合唱団員の中で、モーツアルト「レクエイム」を歌ったことのある方の「モツレク経験談」です


 原田麻美さん(ソプラノ)   
 
 ソプラノの原田麻美と申します。よろしくお願いします。
 突然「モツレク散歩道」原稿のお願いの手紙が来て、どうしようと思っているうちに締切が過ぎているのも忘れていて、大変ご迷惑をおかけしました。・・・と申しますのも、「経験者は語る」コーナーで、経験談を書いてほしいとのことなのですが、なんせ、20年も前のことですし、20年近く合唱をしていないものですから、すっかり忘れてしまっているのです。
 
  私が埼玉県で養護教諭をしている際に、同じ職場にいた先生が、明治学院大学合唱部のOBで、学習院大学のOBと一緒に「モツレクをするので一緒に行こう」と誘われたのが歌うきかっけでした。練習はというと、学習院大学内で行うとういことで、「えっ、学習院って皇族の方がいらっしゃる大学で私達のような一般人が敷地内に入っていいの?」まじめに考えていた私で、合唱よりも、学習院大学の中の様子ばかり気になっていました。練習は何回くらいい行ったかもよく覚えていませんが、久しぶりに合唱のハーモニーに魅せられ、楽しみに通っていたことは覚えています。
 
  数年ぶりに歌ってみて、声は出ない、いい加減な発音、リズムを忘れていたなどなど、とても一度歌ったとは思えない私です。清水から通っているため、冬はなかなか通えないことが多かったのですが、これからは、なるべく多く練習に参加できるのではないかと思っています。
 今後とも、どうぞよろしくお願いします。





 今野真澄さん(アルト)   
 
 私が初めてモーツアルトのレクイエムを歌ったのは、大学3年生の時。もう5年も前の話です。

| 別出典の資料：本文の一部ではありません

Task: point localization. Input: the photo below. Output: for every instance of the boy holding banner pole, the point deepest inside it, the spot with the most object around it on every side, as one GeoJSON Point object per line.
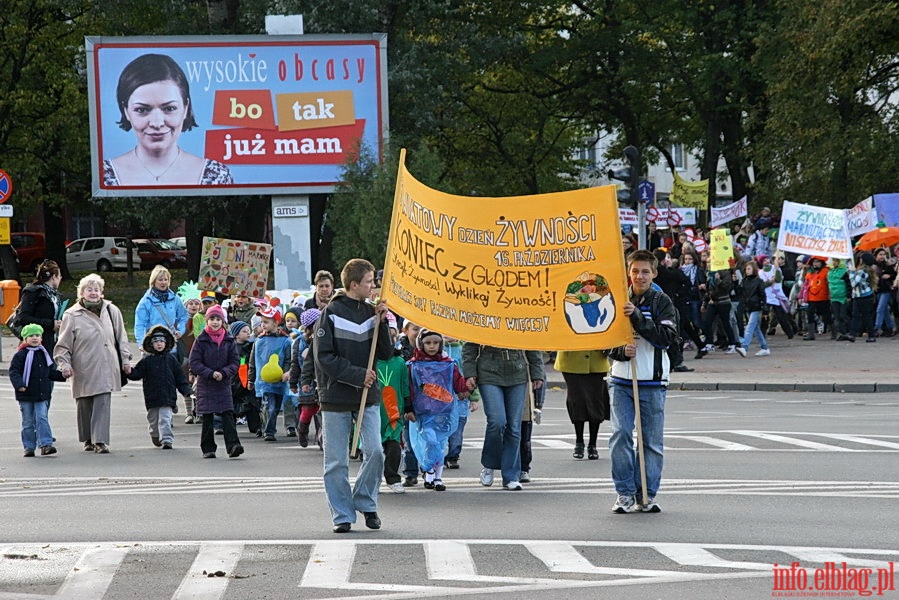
{"type": "Point", "coordinates": [637, 391]}
{"type": "Point", "coordinates": [347, 340]}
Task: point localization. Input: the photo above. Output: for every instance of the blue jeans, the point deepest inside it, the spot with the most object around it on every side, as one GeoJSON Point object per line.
{"type": "Point", "coordinates": [883, 319]}
{"type": "Point", "coordinates": [410, 462]}
{"type": "Point", "coordinates": [625, 471]}
{"type": "Point", "coordinates": [338, 432]}
{"type": "Point", "coordinates": [455, 441]}
{"type": "Point", "coordinates": [503, 406]}
{"type": "Point", "coordinates": [271, 405]}
{"type": "Point", "coordinates": [754, 328]}
{"type": "Point", "coordinates": [35, 425]}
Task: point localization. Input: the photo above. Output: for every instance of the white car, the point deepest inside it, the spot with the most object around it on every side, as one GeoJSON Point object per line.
{"type": "Point", "coordinates": [100, 254]}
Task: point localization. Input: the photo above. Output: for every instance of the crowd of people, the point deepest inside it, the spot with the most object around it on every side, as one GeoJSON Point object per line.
{"type": "Point", "coordinates": [340, 361]}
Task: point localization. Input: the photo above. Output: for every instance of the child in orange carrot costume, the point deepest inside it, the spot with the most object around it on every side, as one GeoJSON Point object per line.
{"type": "Point", "coordinates": [393, 377]}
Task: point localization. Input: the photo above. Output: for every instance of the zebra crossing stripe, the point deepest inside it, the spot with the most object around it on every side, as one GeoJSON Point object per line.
{"type": "Point", "coordinates": [718, 443]}
{"type": "Point", "coordinates": [696, 556]}
{"type": "Point", "coordinates": [197, 585]}
{"type": "Point", "coordinates": [794, 441]}
{"type": "Point", "coordinates": [92, 574]}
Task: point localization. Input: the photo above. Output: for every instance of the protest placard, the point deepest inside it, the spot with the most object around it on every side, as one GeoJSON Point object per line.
{"type": "Point", "coordinates": [542, 272]}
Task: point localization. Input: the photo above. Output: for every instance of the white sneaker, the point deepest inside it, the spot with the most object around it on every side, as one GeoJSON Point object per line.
{"type": "Point", "coordinates": [486, 477]}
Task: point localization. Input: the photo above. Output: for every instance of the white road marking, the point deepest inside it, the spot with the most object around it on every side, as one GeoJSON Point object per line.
{"type": "Point", "coordinates": [93, 573]}
{"type": "Point", "coordinates": [330, 566]}
{"type": "Point", "coordinates": [212, 557]}
{"type": "Point", "coordinates": [726, 445]}
{"type": "Point", "coordinates": [794, 441]}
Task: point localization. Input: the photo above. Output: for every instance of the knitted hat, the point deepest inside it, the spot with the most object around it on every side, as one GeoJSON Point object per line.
{"type": "Point", "coordinates": [236, 326]}
{"type": "Point", "coordinates": [425, 333]}
{"type": "Point", "coordinates": [309, 317]}
{"type": "Point", "coordinates": [35, 329]}
{"type": "Point", "coordinates": [216, 311]}
{"type": "Point", "coordinates": [270, 312]}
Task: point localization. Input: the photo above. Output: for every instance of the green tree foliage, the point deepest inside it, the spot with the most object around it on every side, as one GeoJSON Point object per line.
{"type": "Point", "coordinates": [832, 77]}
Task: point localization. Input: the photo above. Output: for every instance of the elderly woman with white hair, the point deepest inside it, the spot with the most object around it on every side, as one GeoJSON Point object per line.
{"type": "Point", "coordinates": [92, 349]}
{"type": "Point", "coordinates": [160, 306]}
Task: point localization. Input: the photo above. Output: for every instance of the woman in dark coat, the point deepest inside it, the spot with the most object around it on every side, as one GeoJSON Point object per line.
{"type": "Point", "coordinates": [41, 302]}
{"type": "Point", "coordinates": [214, 363]}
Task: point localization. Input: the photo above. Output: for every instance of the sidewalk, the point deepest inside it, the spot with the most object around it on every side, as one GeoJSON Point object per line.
{"type": "Point", "coordinates": [794, 365]}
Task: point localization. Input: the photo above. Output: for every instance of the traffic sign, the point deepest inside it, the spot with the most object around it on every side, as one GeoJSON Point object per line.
{"type": "Point", "coordinates": [646, 192]}
{"type": "Point", "coordinates": [5, 186]}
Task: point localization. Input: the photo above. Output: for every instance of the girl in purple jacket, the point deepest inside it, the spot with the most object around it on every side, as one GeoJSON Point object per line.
{"type": "Point", "coordinates": [214, 363]}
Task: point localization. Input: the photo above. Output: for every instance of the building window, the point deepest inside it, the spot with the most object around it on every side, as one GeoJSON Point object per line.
{"type": "Point", "coordinates": [679, 156]}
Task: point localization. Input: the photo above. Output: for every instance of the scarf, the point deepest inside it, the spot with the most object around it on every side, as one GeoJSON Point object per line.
{"type": "Point", "coordinates": [689, 271]}
{"type": "Point", "coordinates": [215, 336]}
{"type": "Point", "coordinates": [161, 295]}
{"type": "Point", "coordinates": [94, 307]}
{"type": "Point", "coordinates": [53, 295]}
{"type": "Point", "coordinates": [29, 360]}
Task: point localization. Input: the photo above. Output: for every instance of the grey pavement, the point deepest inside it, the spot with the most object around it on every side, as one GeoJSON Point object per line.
{"type": "Point", "coordinates": [794, 365]}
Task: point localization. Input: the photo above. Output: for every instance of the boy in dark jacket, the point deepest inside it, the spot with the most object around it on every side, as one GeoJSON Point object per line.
{"type": "Point", "coordinates": [32, 372]}
{"type": "Point", "coordinates": [163, 379]}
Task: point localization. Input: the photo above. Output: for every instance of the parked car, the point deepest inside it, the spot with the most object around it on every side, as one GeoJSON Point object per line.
{"type": "Point", "coordinates": [100, 254]}
{"type": "Point", "coordinates": [161, 252]}
{"type": "Point", "coordinates": [31, 248]}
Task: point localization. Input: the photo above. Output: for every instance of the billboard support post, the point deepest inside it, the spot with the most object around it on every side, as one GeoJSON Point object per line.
{"type": "Point", "coordinates": [291, 241]}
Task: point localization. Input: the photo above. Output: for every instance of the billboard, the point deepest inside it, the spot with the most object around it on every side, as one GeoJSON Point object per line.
{"type": "Point", "coordinates": [227, 115]}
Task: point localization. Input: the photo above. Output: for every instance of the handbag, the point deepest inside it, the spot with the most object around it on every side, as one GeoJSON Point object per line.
{"type": "Point", "coordinates": [123, 378]}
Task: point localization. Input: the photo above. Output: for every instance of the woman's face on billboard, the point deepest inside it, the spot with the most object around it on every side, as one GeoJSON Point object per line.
{"type": "Point", "coordinates": [156, 112]}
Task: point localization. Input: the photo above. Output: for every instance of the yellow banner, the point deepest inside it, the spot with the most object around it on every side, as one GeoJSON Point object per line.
{"type": "Point", "coordinates": [541, 272]}
{"type": "Point", "coordinates": [692, 194]}
{"type": "Point", "coordinates": [721, 250]}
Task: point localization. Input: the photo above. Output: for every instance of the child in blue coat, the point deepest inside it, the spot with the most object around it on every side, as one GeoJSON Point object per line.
{"type": "Point", "coordinates": [271, 388]}
{"type": "Point", "coordinates": [32, 373]}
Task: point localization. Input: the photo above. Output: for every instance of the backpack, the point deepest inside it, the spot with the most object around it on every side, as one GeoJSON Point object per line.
{"type": "Point", "coordinates": [13, 321]}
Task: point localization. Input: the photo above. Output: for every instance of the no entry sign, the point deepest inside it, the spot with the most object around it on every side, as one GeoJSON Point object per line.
{"type": "Point", "coordinates": [5, 186]}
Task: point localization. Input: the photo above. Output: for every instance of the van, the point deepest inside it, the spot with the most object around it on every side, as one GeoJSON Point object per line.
{"type": "Point", "coordinates": [100, 254]}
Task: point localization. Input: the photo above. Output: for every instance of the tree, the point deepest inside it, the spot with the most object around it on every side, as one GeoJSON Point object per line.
{"type": "Point", "coordinates": [832, 75]}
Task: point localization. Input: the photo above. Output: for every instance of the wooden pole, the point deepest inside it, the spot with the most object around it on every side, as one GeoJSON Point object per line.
{"type": "Point", "coordinates": [371, 362]}
{"type": "Point", "coordinates": [637, 421]}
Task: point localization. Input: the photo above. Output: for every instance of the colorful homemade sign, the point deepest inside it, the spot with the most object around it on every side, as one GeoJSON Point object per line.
{"type": "Point", "coordinates": [690, 193]}
{"type": "Point", "coordinates": [806, 229]}
{"type": "Point", "coordinates": [721, 250]}
{"type": "Point", "coordinates": [542, 272]}
{"type": "Point", "coordinates": [231, 266]}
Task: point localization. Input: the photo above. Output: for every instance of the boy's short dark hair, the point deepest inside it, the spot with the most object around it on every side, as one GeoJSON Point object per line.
{"type": "Point", "coordinates": [354, 271]}
{"type": "Point", "coordinates": [643, 256]}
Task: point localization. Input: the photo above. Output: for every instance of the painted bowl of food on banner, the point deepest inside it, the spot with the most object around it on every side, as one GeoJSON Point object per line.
{"type": "Point", "coordinates": [589, 305]}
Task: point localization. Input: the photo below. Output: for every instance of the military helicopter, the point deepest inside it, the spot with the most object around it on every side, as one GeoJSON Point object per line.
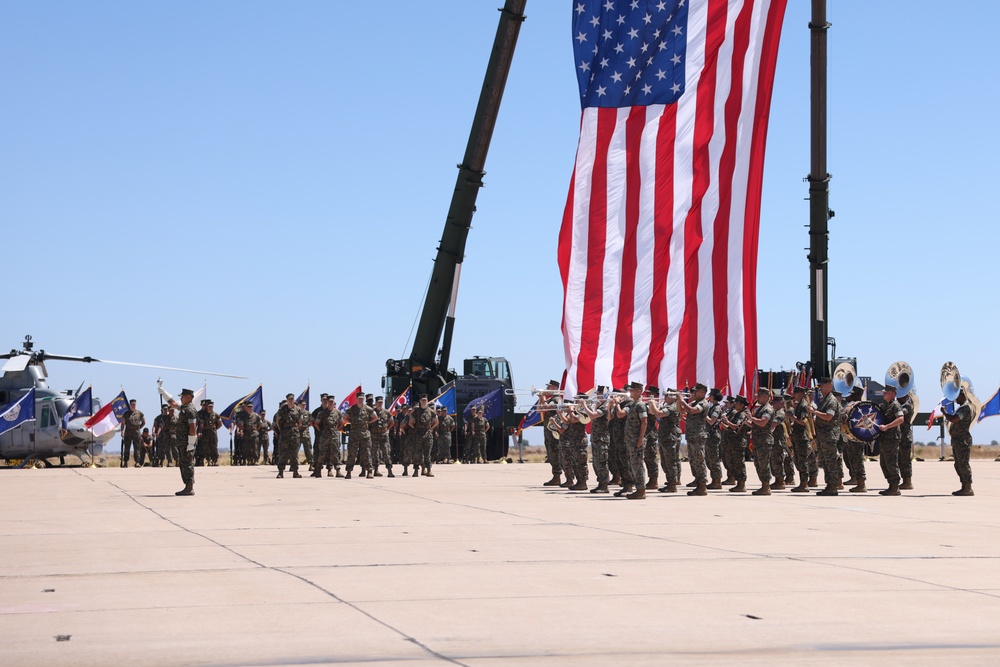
{"type": "Point", "coordinates": [46, 437]}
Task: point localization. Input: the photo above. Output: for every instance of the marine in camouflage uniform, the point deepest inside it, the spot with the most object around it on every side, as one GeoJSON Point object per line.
{"type": "Point", "coordinates": [906, 444]}
{"type": "Point", "coordinates": [247, 427]}
{"type": "Point", "coordinates": [802, 452]}
{"type": "Point", "coordinates": [131, 432]}
{"type": "Point", "coordinates": [827, 415]}
{"type": "Point", "coordinates": [697, 436]}
{"type": "Point", "coordinates": [186, 437]}
{"type": "Point", "coordinates": [734, 443]}
{"type": "Point", "coordinates": [209, 423]}
{"type": "Point", "coordinates": [892, 418]}
{"type": "Point", "coordinates": [379, 431]}
{"type": "Point", "coordinates": [286, 423]}
{"type": "Point", "coordinates": [652, 451]}
{"type": "Point", "coordinates": [359, 445]}
{"type": "Point", "coordinates": [779, 442]}
{"type": "Point", "coordinates": [670, 441]}
{"type": "Point", "coordinates": [600, 441]}
{"type": "Point", "coordinates": [163, 436]}
{"type": "Point", "coordinates": [424, 421]}
{"type": "Point", "coordinates": [959, 424]}
{"type": "Point", "coordinates": [635, 440]}
{"type": "Point", "coordinates": [713, 440]}
{"type": "Point", "coordinates": [760, 434]}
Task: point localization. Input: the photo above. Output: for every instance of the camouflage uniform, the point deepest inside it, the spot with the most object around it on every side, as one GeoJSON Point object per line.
{"type": "Point", "coordinates": [713, 442]}
{"type": "Point", "coordinates": [827, 436]}
{"type": "Point", "coordinates": [600, 440]}
{"type": "Point", "coordinates": [423, 437]}
{"type": "Point", "coordinates": [379, 431]}
{"type": "Point", "coordinates": [574, 443]}
{"type": "Point", "coordinates": [906, 440]}
{"type": "Point", "coordinates": [733, 444]}
{"type": "Point", "coordinates": [697, 436]}
{"type": "Point", "coordinates": [163, 448]}
{"type": "Point", "coordinates": [249, 426]}
{"type": "Point", "coordinates": [637, 413]}
{"type": "Point", "coordinates": [208, 437]}
{"type": "Point", "coordinates": [805, 455]}
{"type": "Point", "coordinates": [186, 415]}
{"type": "Point", "coordinates": [889, 442]}
{"type": "Point", "coordinates": [305, 421]}
{"type": "Point", "coordinates": [133, 420]}
{"type": "Point", "coordinates": [961, 442]}
{"type": "Point", "coordinates": [778, 445]}
{"type": "Point", "coordinates": [670, 443]}
{"type": "Point", "coordinates": [762, 442]}
{"type": "Point", "coordinates": [359, 445]}
{"type": "Point", "coordinates": [445, 427]}
{"type": "Point", "coordinates": [286, 421]}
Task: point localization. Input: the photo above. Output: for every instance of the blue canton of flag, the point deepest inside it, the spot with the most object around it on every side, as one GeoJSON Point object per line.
{"type": "Point", "coordinates": [14, 414]}
{"type": "Point", "coordinates": [630, 53]}
{"type": "Point", "coordinates": [82, 406]}
{"type": "Point", "coordinates": [447, 399]}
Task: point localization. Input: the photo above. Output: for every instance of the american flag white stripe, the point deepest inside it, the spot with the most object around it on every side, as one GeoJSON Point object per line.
{"type": "Point", "coordinates": [658, 247]}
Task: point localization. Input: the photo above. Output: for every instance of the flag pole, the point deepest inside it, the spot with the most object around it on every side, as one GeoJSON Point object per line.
{"type": "Point", "coordinates": [819, 193]}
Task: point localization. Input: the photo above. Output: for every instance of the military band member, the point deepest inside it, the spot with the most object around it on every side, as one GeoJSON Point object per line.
{"type": "Point", "coordinates": [827, 416]}
{"type": "Point", "coordinates": [959, 424]}
{"type": "Point", "coordinates": [734, 424]}
{"type": "Point", "coordinates": [906, 444]}
{"type": "Point", "coordinates": [889, 436]}
{"type": "Point", "coordinates": [696, 411]}
{"type": "Point", "coordinates": [133, 422]}
{"type": "Point", "coordinates": [760, 435]}
{"type": "Point", "coordinates": [549, 438]}
{"type": "Point", "coordinates": [635, 415]}
{"type": "Point", "coordinates": [669, 437]}
{"type": "Point", "coordinates": [802, 452]}
{"type": "Point", "coordinates": [652, 450]}
{"type": "Point", "coordinates": [713, 441]}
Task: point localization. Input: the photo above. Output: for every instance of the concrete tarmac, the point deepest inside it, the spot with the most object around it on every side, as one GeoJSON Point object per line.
{"type": "Point", "coordinates": [482, 565]}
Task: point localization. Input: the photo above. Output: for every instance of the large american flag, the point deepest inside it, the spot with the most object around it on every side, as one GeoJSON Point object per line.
{"type": "Point", "coordinates": [658, 246]}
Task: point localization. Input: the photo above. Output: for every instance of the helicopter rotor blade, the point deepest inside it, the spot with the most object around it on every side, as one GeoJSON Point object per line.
{"type": "Point", "coordinates": [165, 368]}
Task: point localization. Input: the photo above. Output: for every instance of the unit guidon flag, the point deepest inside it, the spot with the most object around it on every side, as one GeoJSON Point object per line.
{"type": "Point", "coordinates": [658, 245]}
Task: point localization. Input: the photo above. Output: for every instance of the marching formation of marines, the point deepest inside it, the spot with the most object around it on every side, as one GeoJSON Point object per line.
{"type": "Point", "coordinates": [784, 434]}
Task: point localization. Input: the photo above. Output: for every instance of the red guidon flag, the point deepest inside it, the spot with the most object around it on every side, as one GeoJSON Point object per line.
{"type": "Point", "coordinates": [658, 246]}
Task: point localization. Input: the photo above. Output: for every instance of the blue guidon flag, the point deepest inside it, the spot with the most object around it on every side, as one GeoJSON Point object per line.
{"type": "Point", "coordinates": [14, 414]}
{"type": "Point", "coordinates": [658, 245]}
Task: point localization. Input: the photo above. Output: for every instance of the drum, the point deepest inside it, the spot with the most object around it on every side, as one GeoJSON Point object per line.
{"type": "Point", "coordinates": [863, 420]}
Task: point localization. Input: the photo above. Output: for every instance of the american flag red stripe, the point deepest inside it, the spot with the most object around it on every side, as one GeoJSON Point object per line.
{"type": "Point", "coordinates": [658, 247]}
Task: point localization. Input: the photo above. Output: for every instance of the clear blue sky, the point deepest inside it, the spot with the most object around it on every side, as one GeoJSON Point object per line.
{"type": "Point", "coordinates": [259, 188]}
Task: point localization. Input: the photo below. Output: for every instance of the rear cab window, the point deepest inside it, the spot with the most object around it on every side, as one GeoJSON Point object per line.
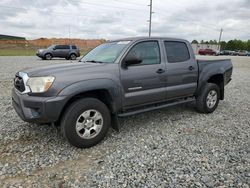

 当時を振り返って思い出すことは、迫力あるオーケストラに負けないよう一生懸命歌ったことです。オーケストラと合わせるのはもちろん、生で演奏を聴くのも初めてだったため、リハーサルのときに「生の音ってこんなに迫力あるんだ!」と驚いたことを覚えています。また、「こんな迫力ある音と自分の歌を合わせることができるなんて、幸せなことだ」とも感じました。
 歌を歌う時、私は「自分が楽しむこと」を大切にしたいと考えています。大学を卒業し就職していからは、しばらく合唱と縁のない生活をしていましたが、十勝毎日新聞で「団員募集」の記事を見て、もう一度歌ってみたいと思い、この合唱団に参加しました。久しぶりに歌うことの楽しさを感じながら、モツレクを歌えればいいなと思っています。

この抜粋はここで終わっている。